Staff and teachers grimly detailed the aging Bug-O-Nay-Ge-Shig High School building’s structural failings for three visiting U.S. congressmen Wednesday. But it was a comment from a student that drove home the dire need to replace the pole barn where classes are held.
As students in grades 9–12 gathered to relay their concerns, Minnesota Republican Rep. John Kline asked them where they stash their coats for handy access for their frequent trips outside between the high school — which lacks a cafeteria, gym and well-stocked library — and the elementary/middle-school building, which has all three. The sobering reply: Their coats are always within reach. It’s so cold in the broken-down building that kids usually have them on all day long.

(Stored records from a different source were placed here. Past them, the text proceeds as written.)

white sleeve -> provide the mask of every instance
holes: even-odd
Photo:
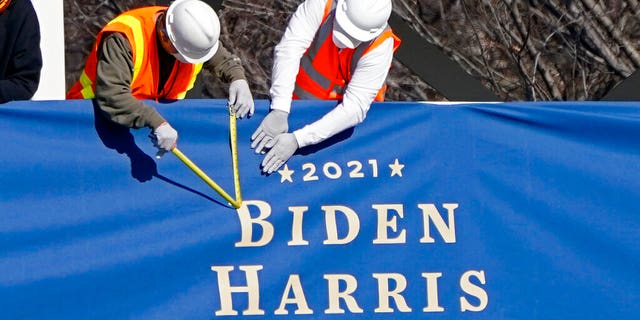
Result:
[[[300,68],[300,58],[320,28],[327,0],[306,0],[289,20],[284,35],[274,49],[271,70],[271,109],[289,112]]]
[[[293,134],[300,148],[313,145],[364,121],[371,103],[385,83],[393,59],[393,38],[365,54],[347,84],[342,103],[319,120]]]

The representatives’ visit to the remote northern Minnesota school on the Leech Lake Indian Reservation speaks volumes about their strong commitment to education. Democratic Rep. Rick Nolan’s district includes the Bug-O-Nay-Ge-Shig campus. But it was a much longer trip for Kline, who represents a south suburban swath of the Twin Cities, and especially for Indiana Republican Rep. Todd Rokita. Kline is the chairman of U.S. House Education and the Workforce Committee. Rokita chairs the Subcommittee on Early Childhood, Elementary and Secondary Education.
A 2014 Star Tribune editorial series detailed deplorable conditions at the Bug school, as it’s known, and dozens of other schools in the federal Bureau of Indian Education (BIE) system. Kline and Rokita have called for a congressional hearing to probe BIE management and funding. Their involvement builds on advocacy work by Nolan and other members of Minnesota’s Democratic congressional delegation. That the push for new BIE school buildings is now bipartisan is encouraging. Kline and Rokita’s energetic tackling of this educational crisis is commendable.
State lawmakers need to continue their strong advocacy for the Bug school, too. Gov. Mark Dayton has pushed for additional educational aid to American Indian students. Lawmakers should swiftly approve his proposals. Lawmakers should also keep open their options to help rebuild the school. State Sen. Terri Bonoff has proposed an innovative public-private partnership for rapid replacement. The federal government must step up. But if it won’t act swiftly, the state should be ready to step in.